The configuration of the service will be done at the initialization time, and it will be done through the command line as
described in the [Guide-level explanation](#guide-level-explanation) section.

#### Accuracy mode

* In Accuracy mode, we need to strictly adhere to the defined limits by denying requests that exceed the limits for each
Counter Object.
* Check and update Counter values atomically to maintain consistency and prevent race conditions.
* Enforce rate limits accurately by comparing the number of hits within the sliding window to the defined limit.

#### Throughput mode

* In Throughput mode, we need to prioritize maximizing the number of requests that can be processed concurrently over
strict adherence to defined limits.
* Allowing request to proceed even if they temporarily exceed the defined limits, favouring higher request rates.
* We should use appropriate concurrency mechanisms and CAS operations to handle requests efficiently while maintaining
consistency in the counter data.
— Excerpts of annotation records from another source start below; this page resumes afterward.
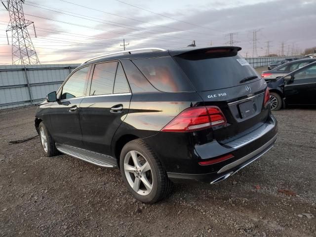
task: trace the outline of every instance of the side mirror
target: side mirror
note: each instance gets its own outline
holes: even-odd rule
[[[50,92],[46,96],[46,101],[47,102],[54,102],[57,101],[57,95],[56,91]]]
[[[293,76],[293,75],[287,75],[283,78],[283,79],[285,81],[292,81],[292,80],[294,80],[294,77]]]

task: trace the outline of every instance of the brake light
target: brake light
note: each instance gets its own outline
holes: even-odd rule
[[[267,87],[265,92],[265,98],[263,100],[264,106],[267,106],[267,105],[270,102],[270,92],[269,91],[269,87]]]
[[[210,159],[205,161],[199,161],[198,164],[200,165],[209,165],[210,164],[216,164],[220,162],[224,161],[228,159],[231,159],[234,158],[234,156],[232,154],[228,154],[216,159]]]
[[[226,118],[217,106],[188,108],[180,113],[162,129],[163,132],[192,132],[226,124]]]
[[[272,73],[263,73],[262,74],[261,74],[261,77],[262,78],[266,78],[266,77],[269,77],[269,76],[271,76],[272,75]]]

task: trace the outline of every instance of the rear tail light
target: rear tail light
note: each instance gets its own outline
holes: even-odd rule
[[[272,75],[272,73],[263,73],[262,74],[261,74],[261,77],[262,78],[266,78],[266,77],[269,77],[269,76],[271,76]]]
[[[198,162],[198,164],[199,164],[200,165],[209,165],[210,164],[216,164],[216,163],[224,161],[224,160],[226,160],[227,159],[231,159],[233,157],[234,157],[233,155],[228,154],[225,156],[223,156],[223,157],[221,157],[219,158],[216,158],[216,159],[210,159],[209,160],[206,160],[205,161],[200,161]]]
[[[199,106],[184,110],[161,131],[192,132],[226,124],[226,118],[219,108],[217,106]]]
[[[270,102],[270,92],[269,91],[269,87],[267,87],[265,92],[265,98],[263,100],[264,106],[267,106],[267,105]]]

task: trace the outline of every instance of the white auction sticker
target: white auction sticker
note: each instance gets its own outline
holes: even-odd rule
[[[245,59],[243,58],[238,58],[238,59],[236,59],[239,63],[240,64],[241,66],[249,66],[250,64]]]

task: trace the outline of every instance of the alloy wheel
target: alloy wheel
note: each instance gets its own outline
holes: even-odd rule
[[[40,127],[40,141],[41,142],[41,145],[43,146],[43,148],[44,149],[44,151],[45,152],[47,152],[47,139],[46,137],[46,134],[45,133],[45,131],[44,130],[44,128],[43,127]]]
[[[152,168],[145,157],[136,151],[131,151],[124,159],[124,171],[133,190],[142,196],[148,195],[153,190]]]
[[[277,99],[272,95],[270,95],[270,102],[271,110],[273,110],[277,107]]]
We might not need to use locks, but we need to be careful with the CAS operations nonetheless.


# Drawbacks
[drawbacks]: #drawbacks

* The implementation of a multi-threaded Limitador service will introduce additional complexity to the codebase
* The need to manage concurrency and consistency across threads will require careful design and testing to ensure
that the service operates correctly and efficiently.
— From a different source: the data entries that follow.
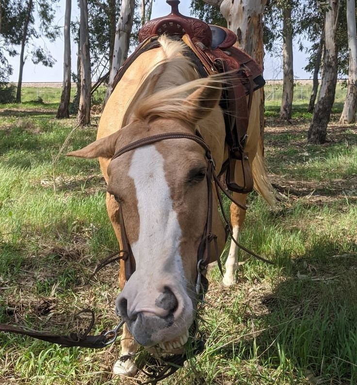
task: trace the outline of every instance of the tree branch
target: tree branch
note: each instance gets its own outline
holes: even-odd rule
[[[98,1],[98,0],[96,0],[96,4],[97,4],[100,8],[101,8],[104,12],[108,12],[108,7],[107,5],[106,5],[106,4],[101,3],[100,1]]]
[[[203,0],[204,2],[209,5],[213,5],[214,7],[220,7],[223,0]]]

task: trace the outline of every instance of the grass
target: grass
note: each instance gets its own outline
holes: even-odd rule
[[[75,124],[55,119],[56,95],[40,106],[0,106],[0,322],[64,333],[87,324],[72,317],[91,307],[99,332],[117,321],[118,265],[89,279],[116,241],[97,161],[61,156],[54,170]],[[308,144],[310,115],[298,101],[290,123],[266,106],[266,161],[283,200],[273,212],[251,194],[241,239],[275,264],[241,253],[229,289],[212,272],[205,350],[163,384],[357,384],[357,130],[338,125],[336,112],[329,142]],[[96,131],[77,129],[65,151]],[[1,334],[0,384],[122,383],[110,376],[119,352],[118,343],[61,349]]]

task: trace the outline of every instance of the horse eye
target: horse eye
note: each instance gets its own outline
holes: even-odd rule
[[[205,176],[205,168],[194,169],[189,173],[188,181],[190,183],[201,182]]]

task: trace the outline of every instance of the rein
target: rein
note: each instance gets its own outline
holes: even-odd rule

# Rationale and alternatives
[rationale-and-alternatives]: #rationale-and-alternatives

- **Single-threaded**: We could choose to keep the current single-threaded implementation of Limitador, which would
maintain the simplicity and predictability of the service, but would limit its ability to handle concurrent requests
and process requests at a higher throughput.

# Prior art
[prior-art]: #prior-art

- [Limitador Issue #69](https://github.com/Kuadrant/limitador/issues/69) - This issue discusses "Sharable counters
across multiple threads" and provides some context and background on the need for multi-threading support in Limitador.
- **Redis**: Redis is a popular in-memory data store that is often used to implement rate limiting and throttling
functionality. It provides atomic operations and data structures such as counters and sorted sets that can be used
to implement rate limiting with high throughput and accuracy.

# Unresolved questions
[unresolved-questions]: #unresolved-questions

- How to balance the need for strict adherence to defined limits with the desire to maximize throughput in the
multi-threaded implementation of Limitador?
- What are the best concurrency control mechanisms and data structures to use for storing and updating counter data
across multiple threads?
- What would be the algorithm to use to balance the _Accuracy_ and _Throughput_ modes?

# Future possibilities
[future-possibilities]: #future-possibilities

- **Dynamic mode selection**: We could introduce a mechanism to dynamically switch between _Accuracy_ and _Throughput_
modes based on the current load and performance characteristics of the service.
- **Fine-grained configuration**: We could provide more granular configuration options to allow users to fine-tune the
behaviour of the multi-threaded Limitador service based on their specific requirements. As shown below, we might be able
to provide a richer interface that allows the user to configure the service in a balanced and/or more granular way.
```bash
limitador-server --mode=balanced --accuracy=0.1 --throughput=0.9 memory
```

or simply
```bash
limitador-server --accuracy=0.1 --throughput=0.9 memory
```

- **Performance optimizations**: We could explore various performance optimizations such as caching, pre-fetching, and
load balancing to further improve the throughput and efficiency of the multi-threaded Limitador service.